I started with the net of the triangular prism (the one in the top left corner in the image above). I first started by drawing smaller nets that were to-scale of the actual figure I was going to create, I used the scale were 6cm = 1 4/10cm, and (72)^(1/2)cm = 2cm. I visually pulled the each triangular base flat first, and the I knew the square their bases were attached to was the 6cm x 6cm square face of the cube. I then visually unraveled the sides of the prism and laid it out flat. So my smaller scale version the net of the triangular prism looked like this:

 Similarly, I did the same thing to create the net of the rectangular pyramid. I knew that the base of the rectangular pyramid was the was the same dimensions as the rectangle in the net of the triangular prism because that was were the base of the rectangular pyramid would rest when I put the cube together. So, I visually just pulled down each of the sides to create the net. I knew that the smaller triangular side in the back was going to have the two 6cm sides on the outside because hypotenuse of the triangle was the measurement of the side of the base. It was a little tricky making this one, because I had to make sure that the lines were not only 6cm but also that they formed a 90 degree angle. the other two triangles on the smaller end of rectangular base I just laid flat, but then the last triangle was a little more tricky.I knew when I put the other 3 triangles together that the last triangle would be made with two of the hypotenuses and the last side of the rectangular base. So, I knew it was an equilateral triangle. This is the net of the rectangular pyramid that I came up with:

Lastly, I had to make the smallest and trickiest piece. I knew that the base of the triangular pyramid would lay on the equilateral triangle from the rectangular pyramid, so the base was an equilateral triangle with side lengths of (72)^(1/2)cm. It made it simple from there because I knew that each side of the base was going to be the hypotenuse of the triangles creating the sides. However, it was very tricky because again I had to make sure that were the 6cm sides met was a 90 degree angle. To make sure, I erected a perpendicular line from the midpoint of each side of the equilateral triangle. This created a line for the two 6cm side lengths to meet to ensure that they created a 90 degree angle.
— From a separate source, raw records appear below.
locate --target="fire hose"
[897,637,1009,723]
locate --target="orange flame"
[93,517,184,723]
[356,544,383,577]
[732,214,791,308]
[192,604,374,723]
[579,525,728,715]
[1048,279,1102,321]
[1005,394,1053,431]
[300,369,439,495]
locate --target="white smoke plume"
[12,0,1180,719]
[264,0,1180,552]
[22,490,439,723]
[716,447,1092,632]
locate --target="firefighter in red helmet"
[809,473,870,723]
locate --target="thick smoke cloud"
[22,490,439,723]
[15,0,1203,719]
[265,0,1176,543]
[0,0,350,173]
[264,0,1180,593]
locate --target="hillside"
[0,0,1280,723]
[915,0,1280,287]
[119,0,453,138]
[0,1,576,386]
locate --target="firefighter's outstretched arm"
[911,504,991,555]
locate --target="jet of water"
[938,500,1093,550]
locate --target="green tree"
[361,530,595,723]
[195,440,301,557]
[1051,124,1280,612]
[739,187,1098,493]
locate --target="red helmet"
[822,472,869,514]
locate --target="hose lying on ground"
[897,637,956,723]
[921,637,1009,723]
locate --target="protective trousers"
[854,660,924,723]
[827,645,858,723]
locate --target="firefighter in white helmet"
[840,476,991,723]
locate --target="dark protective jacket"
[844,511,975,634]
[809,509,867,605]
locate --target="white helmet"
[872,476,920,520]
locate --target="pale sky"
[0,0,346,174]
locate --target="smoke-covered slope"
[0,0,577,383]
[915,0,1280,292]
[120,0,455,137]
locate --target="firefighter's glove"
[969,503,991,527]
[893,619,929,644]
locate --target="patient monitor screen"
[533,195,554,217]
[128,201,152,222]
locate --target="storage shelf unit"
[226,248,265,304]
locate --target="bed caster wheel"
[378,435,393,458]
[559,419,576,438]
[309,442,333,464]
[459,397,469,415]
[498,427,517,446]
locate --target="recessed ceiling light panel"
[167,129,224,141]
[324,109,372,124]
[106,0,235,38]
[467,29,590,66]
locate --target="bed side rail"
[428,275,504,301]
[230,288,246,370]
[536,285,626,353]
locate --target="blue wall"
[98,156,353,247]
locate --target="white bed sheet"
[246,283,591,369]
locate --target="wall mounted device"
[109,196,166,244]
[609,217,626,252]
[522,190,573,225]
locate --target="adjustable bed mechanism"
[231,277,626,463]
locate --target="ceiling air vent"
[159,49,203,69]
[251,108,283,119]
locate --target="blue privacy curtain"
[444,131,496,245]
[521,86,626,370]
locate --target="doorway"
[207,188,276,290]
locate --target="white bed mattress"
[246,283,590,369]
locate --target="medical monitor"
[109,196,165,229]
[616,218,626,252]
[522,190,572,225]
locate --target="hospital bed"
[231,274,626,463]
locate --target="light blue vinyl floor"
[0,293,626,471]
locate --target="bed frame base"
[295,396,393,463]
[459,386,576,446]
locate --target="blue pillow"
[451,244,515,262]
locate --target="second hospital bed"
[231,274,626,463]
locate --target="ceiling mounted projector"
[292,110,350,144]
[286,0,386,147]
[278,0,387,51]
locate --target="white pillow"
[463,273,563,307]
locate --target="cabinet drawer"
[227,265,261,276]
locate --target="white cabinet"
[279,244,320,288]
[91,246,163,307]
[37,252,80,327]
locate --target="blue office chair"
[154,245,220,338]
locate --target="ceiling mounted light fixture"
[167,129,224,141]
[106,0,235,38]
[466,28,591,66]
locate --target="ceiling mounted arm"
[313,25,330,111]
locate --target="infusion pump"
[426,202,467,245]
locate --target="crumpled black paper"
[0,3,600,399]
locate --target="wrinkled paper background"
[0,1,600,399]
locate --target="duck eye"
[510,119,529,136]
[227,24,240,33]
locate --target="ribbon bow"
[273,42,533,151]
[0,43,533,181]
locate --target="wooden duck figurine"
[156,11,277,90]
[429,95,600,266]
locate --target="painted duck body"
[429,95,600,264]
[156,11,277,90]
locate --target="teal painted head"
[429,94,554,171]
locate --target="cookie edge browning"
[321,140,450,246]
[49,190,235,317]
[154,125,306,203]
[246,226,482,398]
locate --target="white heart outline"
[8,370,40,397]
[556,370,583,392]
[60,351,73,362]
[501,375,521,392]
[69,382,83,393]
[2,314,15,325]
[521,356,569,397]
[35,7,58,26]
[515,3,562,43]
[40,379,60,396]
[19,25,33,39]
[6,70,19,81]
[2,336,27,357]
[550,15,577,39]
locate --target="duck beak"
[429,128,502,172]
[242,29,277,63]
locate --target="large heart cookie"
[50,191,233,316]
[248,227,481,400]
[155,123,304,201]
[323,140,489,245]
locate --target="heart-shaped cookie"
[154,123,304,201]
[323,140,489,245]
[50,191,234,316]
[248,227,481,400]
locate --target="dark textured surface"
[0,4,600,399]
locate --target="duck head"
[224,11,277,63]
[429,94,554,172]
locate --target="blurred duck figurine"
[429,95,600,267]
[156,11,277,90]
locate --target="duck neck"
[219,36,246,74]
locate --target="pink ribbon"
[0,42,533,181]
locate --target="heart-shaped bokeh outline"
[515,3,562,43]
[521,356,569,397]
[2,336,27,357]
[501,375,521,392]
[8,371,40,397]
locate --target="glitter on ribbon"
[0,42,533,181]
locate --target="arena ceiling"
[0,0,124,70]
This is what I came up with for the net of the triangular pyramid:

Once I got the nets sketched that were to-scale, I made the bigger nets and folded each piece of the cube. Here are the 3 separate piece after I folded and taped them:

They all turned out fairly well and fit together! Here is the succession of adding each piece:

And the final product!

It kind of looks like the pieces didn't all fit perfectly in the picture, but that is because of my taping abilities. They really did fit snugly when I held them. 

Overall, from this, I felt like this reinforced the idea that there isn't only one way to do things. I think it was challenging trying to come up with a different way to make the pieces that still works and fits together. I am also very satisfied that I did do this because I became a lot less frustrated knowing that the way I was trying to construct it and was thinking about it in class really did work!

1 comment:

  1. Very nice description of the process and your thinking. 5Cs +

    One detail: This is from the Chinese mathematician Lui Hui. The cubic of Khayyam was a cubic equation.